2012 headlines were full of horrible depressing news: cuts on the federal, state, county and the city level. The nation was subjected to a full time diet of descriptions of cities agonizing over whether to cut libraries or sewage treatment, or of the city that, in one fell swoop, cut all its employees—from firefighters to garbage collectors— to minimum wage. Or the story of the governor who left the budget discussion to hide her tears over the cutting of hospice while one of her family members was in hospice dying. We have argued as a nation over whether teachers and firefighters are “greedy” because they want a cost of living raise as compared to other private employees who also don’t have dignity in their pay.
But in all these discussions the sacred cow in the middle of the room remains invisible and unmentioned: the Pentagon. Never in the same article that talks about the painful cuts being made to public services do we discuss that the Pentagon (and the debt from our wars) got about half of the discretionary US federal budget in 2012. In all the articles about the fiscal cliff and the prospect of the 10 percent across-the-board cut applying to the Pentagon, it is also never mentioned that our military budget dwarfs all others and is as large as the next 14 largest countries combined. Nor do we mention that it is five times that of China, the next largest military budget. So if we cut our military budget by 50 percent, we would still far outstrip all the other countries of the world. How much bigger do you personally feel it needs to be?
When our huge debt is endlessly decried, it is sometimes argued whether it is the Democrats’ or the Republicans’ fault.
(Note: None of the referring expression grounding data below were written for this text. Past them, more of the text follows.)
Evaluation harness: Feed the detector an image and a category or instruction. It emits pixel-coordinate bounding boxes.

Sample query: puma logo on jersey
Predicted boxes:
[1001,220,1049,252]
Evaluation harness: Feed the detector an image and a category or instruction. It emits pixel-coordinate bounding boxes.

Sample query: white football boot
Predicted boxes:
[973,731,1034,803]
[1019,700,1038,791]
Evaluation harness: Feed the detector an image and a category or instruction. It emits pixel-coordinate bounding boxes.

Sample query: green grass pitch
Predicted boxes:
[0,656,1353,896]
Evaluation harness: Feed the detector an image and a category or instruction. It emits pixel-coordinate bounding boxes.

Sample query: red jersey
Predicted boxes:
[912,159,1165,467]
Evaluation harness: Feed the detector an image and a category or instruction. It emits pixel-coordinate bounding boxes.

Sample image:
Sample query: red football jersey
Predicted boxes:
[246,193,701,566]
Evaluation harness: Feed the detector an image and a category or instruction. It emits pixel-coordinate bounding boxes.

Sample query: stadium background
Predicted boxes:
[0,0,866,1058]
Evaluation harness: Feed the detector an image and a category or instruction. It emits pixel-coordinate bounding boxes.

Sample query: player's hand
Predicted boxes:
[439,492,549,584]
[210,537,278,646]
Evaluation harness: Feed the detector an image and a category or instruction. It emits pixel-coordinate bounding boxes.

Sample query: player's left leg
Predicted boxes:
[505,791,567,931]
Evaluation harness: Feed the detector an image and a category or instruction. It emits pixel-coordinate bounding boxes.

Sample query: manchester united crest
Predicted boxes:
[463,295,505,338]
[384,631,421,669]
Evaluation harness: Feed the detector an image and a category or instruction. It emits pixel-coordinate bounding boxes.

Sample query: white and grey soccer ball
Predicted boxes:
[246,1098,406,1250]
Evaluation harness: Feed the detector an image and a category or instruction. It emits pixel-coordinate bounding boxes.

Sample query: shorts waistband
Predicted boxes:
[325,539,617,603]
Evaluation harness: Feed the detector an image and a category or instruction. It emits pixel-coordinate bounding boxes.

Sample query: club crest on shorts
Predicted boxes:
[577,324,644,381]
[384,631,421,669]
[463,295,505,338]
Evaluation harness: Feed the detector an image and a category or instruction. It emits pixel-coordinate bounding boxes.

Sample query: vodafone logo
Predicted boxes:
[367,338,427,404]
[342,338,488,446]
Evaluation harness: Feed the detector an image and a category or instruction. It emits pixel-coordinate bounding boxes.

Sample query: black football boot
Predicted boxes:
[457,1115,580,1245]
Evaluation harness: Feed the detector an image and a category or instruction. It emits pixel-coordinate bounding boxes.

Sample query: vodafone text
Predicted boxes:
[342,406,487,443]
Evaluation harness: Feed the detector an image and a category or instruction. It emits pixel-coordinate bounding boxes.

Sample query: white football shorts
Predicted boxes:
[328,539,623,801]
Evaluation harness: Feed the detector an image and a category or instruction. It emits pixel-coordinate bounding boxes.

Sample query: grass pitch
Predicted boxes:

It is never mentioned that we have not returned to a peace time budget since before the Vietnam War, nor are we informed that waging two wars simultaneously has created a huge debt.
However, when we utter the phrase “cutting our defense,” suddenly this specter of insecurity is raised. But I must ask you as a parent are you personally more secure when a drone hits a village killing one “militant” plus a dozen civilians including children, or are you more secure when your children can get a good education, or when money is available for them to go to college? Are you more secure when a nuclear missile sits in a silo unused or are you more secure when there are fireman and police in your community? Do we really believe that there is enough money in the world to make us completely invulnerable to any attack? Are we as safe as the citizens in neutral countries like Switzerland, Sweden, Costa Rica or Japan?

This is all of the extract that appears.